The AI Act does not replace existing financial regulation but complements it. Some requirements, for example around risk management and governance, may in practice partly overlap with requirements that already follow from sectoral rules, but they constitute separate legal bases.

Credit scoring as high-risk under Annex III

Annex III lists areas of use that are classified as high-risk. These include, among others, AI systems intended to be used for the credit scoring and creditworthiness assessment of natural persons. This is central for banks, credit providers and many fintech firms.

When an AI system is used for credit scoring, it falls under the high-risk regime. The obligations for providers of Annex III systems apply from 2 August 2026. There is a proposal, the Digital Omnibus, to postpone these to 2 December 2027 (Digital Omnibus proposal, not yet in force; approved by the European Parliament on 16 June 2026, but the Council awaits publication in the Official Journal). Until then, the date of 2 August 2026 applies.

Roles: provider or deployer

The AI Act distinguishes between the provider and the deployer. A bank that procures and uses a credit scoring system is typically a deployer. The party that develops and places the system on the market is the provider.

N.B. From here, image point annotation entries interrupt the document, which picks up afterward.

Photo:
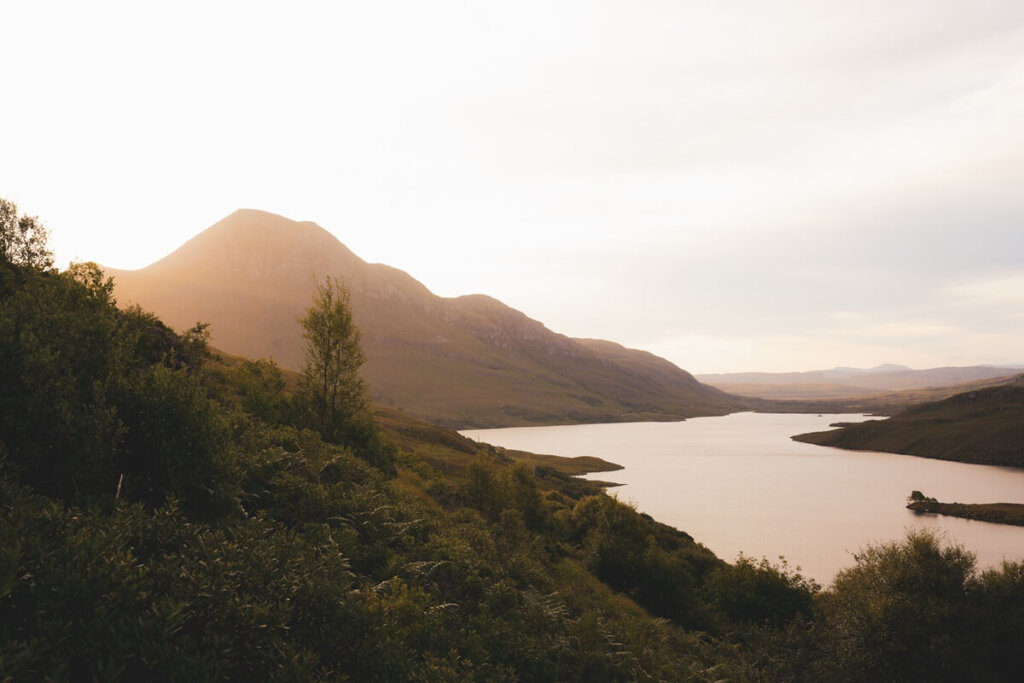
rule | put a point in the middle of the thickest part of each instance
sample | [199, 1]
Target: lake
[738, 483]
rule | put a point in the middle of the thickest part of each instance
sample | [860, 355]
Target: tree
[23, 239]
[336, 395]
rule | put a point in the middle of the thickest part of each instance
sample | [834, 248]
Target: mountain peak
[466, 360]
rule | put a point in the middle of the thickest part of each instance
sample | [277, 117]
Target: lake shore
[997, 513]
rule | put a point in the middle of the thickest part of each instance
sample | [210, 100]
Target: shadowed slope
[468, 360]
[985, 426]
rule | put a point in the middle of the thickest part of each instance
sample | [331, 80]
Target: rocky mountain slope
[467, 360]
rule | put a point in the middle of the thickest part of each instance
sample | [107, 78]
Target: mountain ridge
[461, 361]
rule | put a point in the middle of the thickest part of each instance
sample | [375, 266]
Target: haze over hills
[468, 360]
[983, 426]
[849, 382]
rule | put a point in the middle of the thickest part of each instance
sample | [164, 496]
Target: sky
[735, 185]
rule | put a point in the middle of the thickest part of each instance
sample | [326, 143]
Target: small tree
[335, 393]
[23, 239]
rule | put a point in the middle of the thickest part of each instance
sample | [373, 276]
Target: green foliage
[261, 386]
[918, 497]
[657, 565]
[148, 531]
[900, 612]
[761, 593]
[331, 391]
[331, 382]
[96, 402]
[23, 239]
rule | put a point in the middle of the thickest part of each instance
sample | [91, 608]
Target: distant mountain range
[848, 382]
[984, 426]
[463, 361]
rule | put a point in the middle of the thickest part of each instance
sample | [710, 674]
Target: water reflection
[739, 483]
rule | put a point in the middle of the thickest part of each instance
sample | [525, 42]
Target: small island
[999, 513]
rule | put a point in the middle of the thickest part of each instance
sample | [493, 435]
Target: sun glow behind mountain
[771, 185]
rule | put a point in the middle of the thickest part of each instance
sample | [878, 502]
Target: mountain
[462, 361]
[983, 426]
[848, 382]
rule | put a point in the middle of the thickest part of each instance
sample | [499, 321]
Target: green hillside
[980, 426]
[170, 515]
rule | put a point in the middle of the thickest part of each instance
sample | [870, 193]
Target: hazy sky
[732, 184]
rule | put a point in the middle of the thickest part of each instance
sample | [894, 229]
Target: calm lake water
[738, 483]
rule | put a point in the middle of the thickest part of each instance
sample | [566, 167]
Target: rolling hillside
[463, 361]
[849, 382]
[984, 426]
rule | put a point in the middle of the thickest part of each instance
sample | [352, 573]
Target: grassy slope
[999, 513]
[984, 426]
[461, 361]
[891, 402]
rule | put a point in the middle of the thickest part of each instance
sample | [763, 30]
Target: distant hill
[984, 426]
[463, 361]
[849, 382]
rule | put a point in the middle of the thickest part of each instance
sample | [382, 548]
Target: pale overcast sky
[732, 184]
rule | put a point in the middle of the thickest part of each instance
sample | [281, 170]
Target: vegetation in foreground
[168, 516]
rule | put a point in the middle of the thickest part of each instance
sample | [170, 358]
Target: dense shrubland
[165, 515]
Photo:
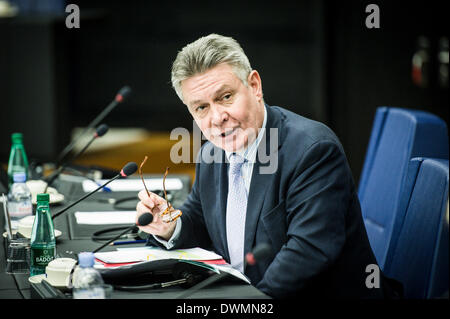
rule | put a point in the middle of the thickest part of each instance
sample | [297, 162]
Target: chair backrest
[420, 258]
[397, 136]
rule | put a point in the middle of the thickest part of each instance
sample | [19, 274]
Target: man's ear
[254, 82]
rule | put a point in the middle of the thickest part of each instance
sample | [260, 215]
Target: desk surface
[68, 246]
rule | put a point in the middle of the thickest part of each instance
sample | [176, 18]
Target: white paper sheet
[125, 255]
[134, 185]
[105, 218]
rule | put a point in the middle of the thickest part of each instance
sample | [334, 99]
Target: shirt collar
[249, 153]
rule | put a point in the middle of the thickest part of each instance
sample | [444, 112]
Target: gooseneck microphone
[99, 132]
[261, 252]
[120, 97]
[143, 220]
[127, 170]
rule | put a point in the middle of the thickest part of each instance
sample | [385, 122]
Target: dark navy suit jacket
[307, 210]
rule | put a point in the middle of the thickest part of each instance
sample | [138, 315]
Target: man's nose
[219, 115]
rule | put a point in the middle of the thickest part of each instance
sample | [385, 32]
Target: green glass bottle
[43, 243]
[18, 161]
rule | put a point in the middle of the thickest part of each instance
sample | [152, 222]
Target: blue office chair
[420, 257]
[397, 136]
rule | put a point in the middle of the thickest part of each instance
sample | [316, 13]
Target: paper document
[134, 185]
[147, 253]
[106, 218]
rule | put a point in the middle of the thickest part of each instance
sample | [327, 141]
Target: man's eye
[200, 108]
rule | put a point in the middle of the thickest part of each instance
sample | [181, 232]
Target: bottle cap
[43, 197]
[17, 137]
[19, 177]
[86, 259]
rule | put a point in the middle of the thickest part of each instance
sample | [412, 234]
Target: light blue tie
[236, 211]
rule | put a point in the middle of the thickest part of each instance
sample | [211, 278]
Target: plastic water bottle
[18, 161]
[19, 200]
[87, 281]
[43, 243]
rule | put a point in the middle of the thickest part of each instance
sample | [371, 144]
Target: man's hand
[155, 205]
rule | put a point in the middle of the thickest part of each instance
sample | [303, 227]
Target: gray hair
[206, 53]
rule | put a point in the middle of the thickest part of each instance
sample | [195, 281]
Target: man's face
[228, 113]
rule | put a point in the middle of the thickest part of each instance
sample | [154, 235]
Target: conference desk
[74, 240]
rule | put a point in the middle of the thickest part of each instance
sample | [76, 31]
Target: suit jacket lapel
[259, 183]
[221, 180]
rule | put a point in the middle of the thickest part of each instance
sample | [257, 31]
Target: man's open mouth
[227, 133]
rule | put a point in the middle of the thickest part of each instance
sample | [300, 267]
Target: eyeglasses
[170, 214]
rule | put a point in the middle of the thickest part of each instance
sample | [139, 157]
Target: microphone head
[262, 251]
[123, 94]
[145, 219]
[101, 130]
[129, 169]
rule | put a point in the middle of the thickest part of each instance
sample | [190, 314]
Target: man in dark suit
[266, 175]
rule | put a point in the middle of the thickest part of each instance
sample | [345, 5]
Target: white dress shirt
[249, 154]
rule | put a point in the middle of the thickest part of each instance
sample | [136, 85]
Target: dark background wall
[316, 58]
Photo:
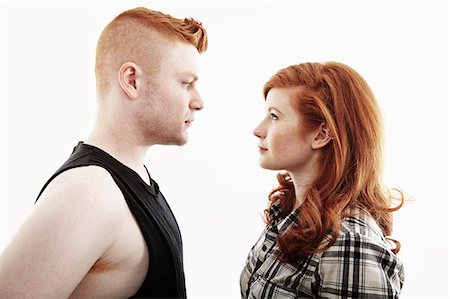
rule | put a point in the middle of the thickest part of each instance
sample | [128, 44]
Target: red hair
[134, 36]
[349, 174]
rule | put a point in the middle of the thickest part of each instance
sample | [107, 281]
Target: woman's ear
[322, 137]
[127, 76]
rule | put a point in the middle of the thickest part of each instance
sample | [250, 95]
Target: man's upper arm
[71, 226]
[355, 266]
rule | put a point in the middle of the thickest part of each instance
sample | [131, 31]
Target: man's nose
[196, 102]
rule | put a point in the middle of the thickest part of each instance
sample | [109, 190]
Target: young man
[101, 227]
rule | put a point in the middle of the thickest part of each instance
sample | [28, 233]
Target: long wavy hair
[349, 174]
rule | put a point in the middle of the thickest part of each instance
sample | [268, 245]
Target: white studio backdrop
[214, 184]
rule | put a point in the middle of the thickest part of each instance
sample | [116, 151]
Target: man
[101, 227]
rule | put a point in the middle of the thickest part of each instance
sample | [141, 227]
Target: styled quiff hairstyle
[349, 174]
[135, 35]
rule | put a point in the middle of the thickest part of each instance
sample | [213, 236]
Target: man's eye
[273, 116]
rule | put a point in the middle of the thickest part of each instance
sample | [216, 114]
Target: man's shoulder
[83, 186]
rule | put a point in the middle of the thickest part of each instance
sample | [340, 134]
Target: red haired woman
[329, 220]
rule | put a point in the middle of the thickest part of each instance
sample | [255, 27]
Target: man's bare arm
[71, 227]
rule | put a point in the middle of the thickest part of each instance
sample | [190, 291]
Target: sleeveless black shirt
[165, 276]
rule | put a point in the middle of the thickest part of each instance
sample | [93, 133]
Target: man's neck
[122, 147]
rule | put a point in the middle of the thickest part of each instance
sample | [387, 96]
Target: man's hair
[134, 36]
[349, 174]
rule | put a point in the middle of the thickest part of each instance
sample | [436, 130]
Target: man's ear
[322, 137]
[127, 76]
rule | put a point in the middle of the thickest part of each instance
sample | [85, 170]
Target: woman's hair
[349, 174]
[135, 35]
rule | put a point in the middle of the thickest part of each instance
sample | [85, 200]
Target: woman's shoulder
[360, 261]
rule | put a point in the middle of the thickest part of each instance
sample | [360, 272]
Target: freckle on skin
[101, 266]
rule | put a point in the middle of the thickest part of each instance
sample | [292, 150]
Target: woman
[328, 221]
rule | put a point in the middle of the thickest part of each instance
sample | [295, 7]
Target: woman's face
[283, 144]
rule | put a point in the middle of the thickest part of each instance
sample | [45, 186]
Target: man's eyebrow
[190, 74]
[273, 108]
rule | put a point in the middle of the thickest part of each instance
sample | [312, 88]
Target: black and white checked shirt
[359, 264]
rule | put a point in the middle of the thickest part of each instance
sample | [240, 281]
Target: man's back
[89, 242]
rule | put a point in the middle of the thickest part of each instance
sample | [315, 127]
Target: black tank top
[165, 276]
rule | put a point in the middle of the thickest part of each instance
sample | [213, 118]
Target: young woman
[329, 220]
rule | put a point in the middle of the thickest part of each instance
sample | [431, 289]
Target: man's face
[170, 98]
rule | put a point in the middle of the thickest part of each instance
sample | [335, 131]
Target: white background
[214, 183]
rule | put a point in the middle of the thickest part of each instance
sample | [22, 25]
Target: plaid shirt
[359, 264]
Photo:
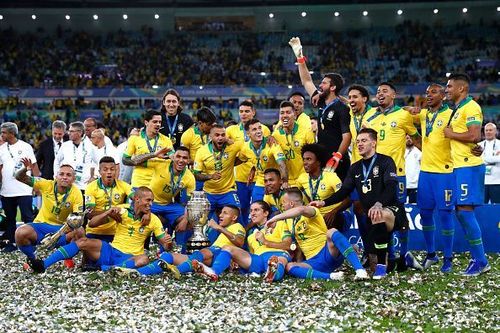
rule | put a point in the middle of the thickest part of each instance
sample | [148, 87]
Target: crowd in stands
[407, 53]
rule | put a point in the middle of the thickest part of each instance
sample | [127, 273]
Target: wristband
[302, 60]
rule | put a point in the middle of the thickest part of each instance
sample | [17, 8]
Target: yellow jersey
[392, 128]
[468, 113]
[101, 198]
[309, 233]
[321, 188]
[208, 161]
[130, 234]
[291, 144]
[139, 145]
[165, 188]
[358, 121]
[236, 229]
[193, 139]
[436, 150]
[56, 206]
[262, 158]
[276, 235]
[237, 133]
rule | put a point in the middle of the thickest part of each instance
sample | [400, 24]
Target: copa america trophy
[198, 208]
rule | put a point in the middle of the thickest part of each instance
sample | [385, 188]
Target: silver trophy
[198, 208]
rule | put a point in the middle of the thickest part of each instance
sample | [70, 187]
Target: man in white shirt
[14, 193]
[413, 156]
[77, 153]
[491, 157]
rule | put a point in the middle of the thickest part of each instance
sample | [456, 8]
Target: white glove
[296, 46]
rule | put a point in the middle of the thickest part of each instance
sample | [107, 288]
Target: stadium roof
[176, 3]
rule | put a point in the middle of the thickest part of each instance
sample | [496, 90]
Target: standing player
[333, 114]
[146, 149]
[291, 138]
[261, 155]
[436, 183]
[464, 130]
[237, 133]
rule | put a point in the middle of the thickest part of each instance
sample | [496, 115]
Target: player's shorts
[401, 194]
[111, 256]
[324, 261]
[43, 229]
[170, 212]
[435, 190]
[259, 262]
[469, 185]
[105, 238]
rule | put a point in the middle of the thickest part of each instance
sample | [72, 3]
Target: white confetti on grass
[69, 300]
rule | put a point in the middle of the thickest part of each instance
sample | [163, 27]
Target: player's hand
[317, 203]
[296, 46]
[477, 150]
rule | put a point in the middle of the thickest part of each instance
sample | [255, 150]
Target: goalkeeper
[333, 114]
[60, 198]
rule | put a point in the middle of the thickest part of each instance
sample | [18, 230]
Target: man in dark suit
[49, 148]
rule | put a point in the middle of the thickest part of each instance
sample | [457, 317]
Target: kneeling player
[127, 248]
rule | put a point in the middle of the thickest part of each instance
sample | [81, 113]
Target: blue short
[259, 262]
[111, 256]
[435, 190]
[469, 185]
[43, 229]
[324, 261]
[105, 238]
[401, 191]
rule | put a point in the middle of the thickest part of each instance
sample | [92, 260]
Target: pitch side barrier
[488, 217]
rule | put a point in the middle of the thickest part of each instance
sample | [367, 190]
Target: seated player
[324, 250]
[267, 253]
[60, 197]
[127, 248]
[102, 194]
[172, 184]
[231, 233]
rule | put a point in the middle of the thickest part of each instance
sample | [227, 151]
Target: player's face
[298, 104]
[257, 214]
[385, 95]
[434, 96]
[246, 113]
[311, 163]
[107, 172]
[365, 144]
[218, 137]
[272, 183]
[287, 116]
[356, 101]
[153, 126]
[66, 176]
[255, 132]
[57, 134]
[171, 104]
[226, 216]
[90, 126]
[181, 159]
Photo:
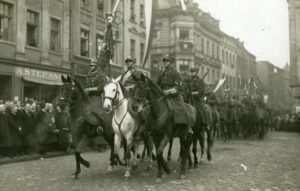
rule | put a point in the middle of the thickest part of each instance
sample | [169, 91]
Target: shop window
[184, 35]
[142, 51]
[32, 29]
[55, 35]
[132, 10]
[100, 5]
[142, 15]
[132, 48]
[5, 20]
[99, 40]
[84, 43]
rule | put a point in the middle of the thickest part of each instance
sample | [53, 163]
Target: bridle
[115, 99]
[68, 100]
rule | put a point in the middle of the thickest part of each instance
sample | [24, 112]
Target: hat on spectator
[194, 69]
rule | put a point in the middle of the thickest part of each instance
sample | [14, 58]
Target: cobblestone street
[271, 164]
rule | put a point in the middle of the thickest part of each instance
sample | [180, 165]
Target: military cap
[194, 69]
[129, 59]
[93, 63]
[109, 15]
[167, 58]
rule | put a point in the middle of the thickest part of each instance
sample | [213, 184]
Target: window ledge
[33, 48]
[132, 21]
[7, 42]
[55, 53]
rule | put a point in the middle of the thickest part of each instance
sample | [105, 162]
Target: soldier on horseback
[95, 81]
[131, 74]
[170, 81]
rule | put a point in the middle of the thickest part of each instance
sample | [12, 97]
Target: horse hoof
[149, 168]
[109, 170]
[209, 157]
[74, 176]
[134, 167]
[158, 180]
[126, 177]
[86, 164]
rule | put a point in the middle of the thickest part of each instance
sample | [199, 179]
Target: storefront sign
[39, 76]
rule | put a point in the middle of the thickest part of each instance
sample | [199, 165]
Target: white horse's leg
[129, 138]
[117, 144]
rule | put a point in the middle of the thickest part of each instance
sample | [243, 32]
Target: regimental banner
[39, 76]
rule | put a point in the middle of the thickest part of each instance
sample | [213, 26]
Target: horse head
[113, 94]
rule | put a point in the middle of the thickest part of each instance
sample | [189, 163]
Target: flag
[220, 84]
[183, 5]
[107, 50]
[150, 9]
[255, 86]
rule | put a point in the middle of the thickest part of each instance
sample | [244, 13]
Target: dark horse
[163, 129]
[82, 131]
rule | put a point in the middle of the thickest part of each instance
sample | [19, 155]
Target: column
[20, 29]
[45, 35]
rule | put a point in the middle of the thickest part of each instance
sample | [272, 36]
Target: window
[132, 48]
[100, 5]
[84, 3]
[132, 10]
[55, 35]
[207, 48]
[84, 43]
[213, 50]
[32, 29]
[5, 20]
[142, 15]
[184, 34]
[99, 44]
[223, 56]
[142, 52]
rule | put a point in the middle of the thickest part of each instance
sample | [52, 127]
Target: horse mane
[154, 87]
[82, 92]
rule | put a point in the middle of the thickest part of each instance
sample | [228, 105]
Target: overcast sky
[261, 24]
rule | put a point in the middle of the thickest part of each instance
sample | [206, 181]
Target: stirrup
[190, 131]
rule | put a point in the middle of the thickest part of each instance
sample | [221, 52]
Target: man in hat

Note Article 25: under certain conditions a deployer may be reclassified as a provider, for example if the deployer puts its own name on the system or makes a substantial modification to a high-risk AI system. Such reclassification entails significantly more extensive obligations.

The deployer's obligations under Article 26

For deployers of high-risk AI systems, Article 26 sets out a number of obligations, including to:

  • use the system in accordance with the provider's instructions for use,
  • ensure human oversight by persons with appropriate competence,
  • ensure that input data is relevant in view of the intended purpose of the system, in so far as the deployer exercises control over the input data,
  • monitor the operation and notify the provider and the competent authority in the event of risks or serious incidents.

For credit scoring, the provision of information to the affected natural persons also becomes relevant, in accordance with the Act's provisions on high-risk AI systems.

AML and other use cases

Many banks use AI in anti-money-laundering (AML) measures, transaction monitoring and fraud detection. Whether an individual such system constitutes high-risk under Annex III must be assessed in the specific case based on the system's intended purpose. Regardless of classification, the requirement of AI literacy under Article 4 remains, in force since 2 February 2025, as does the prohibition of the practices in Article 5.

Transparency under Article 50 for chatbots

Article 50 (transparency) applies from 2 August 2026. For banks and fintech this is particularly relevant for chatbots and other conversational interfaces: natural persons must be informed that they are interacting with an AI system, unless this is obvious. In addition, there are requirements to mark certain AI-generated or manipulated content.

Penalties under Article 99

  • Prohibited practices under Article 5: up to EUR 35 million or 7 % of global annual turnover.
  • Infringements of, among others, Article 50 and the high-risk obligations: up to EUR 15 million or 3 %.
  • Incorrect information to authorities: up to EUR 7.5 million or 1 %.

For financial actors with significant turnover, percentage-based fines can become substantial.

Before procurement

  • Map which AI systems are used for credit scoring and check whether they constitute high-risk under Annex III.
  • Determine your role: provider or deployer – and consider reclassification under Article 25.
  • Request the provider's documentation and instructions for use in order to meet Article 26.
  • Ensure Article 50 transparency for chatbots ahead of 2 August 2026.
  • Document AI literacy under Article 4 (cf. PowerQuant Module 1 for AI inventory and Article 4 register).

This page is general information about the AI Act and does not constitute legal advice.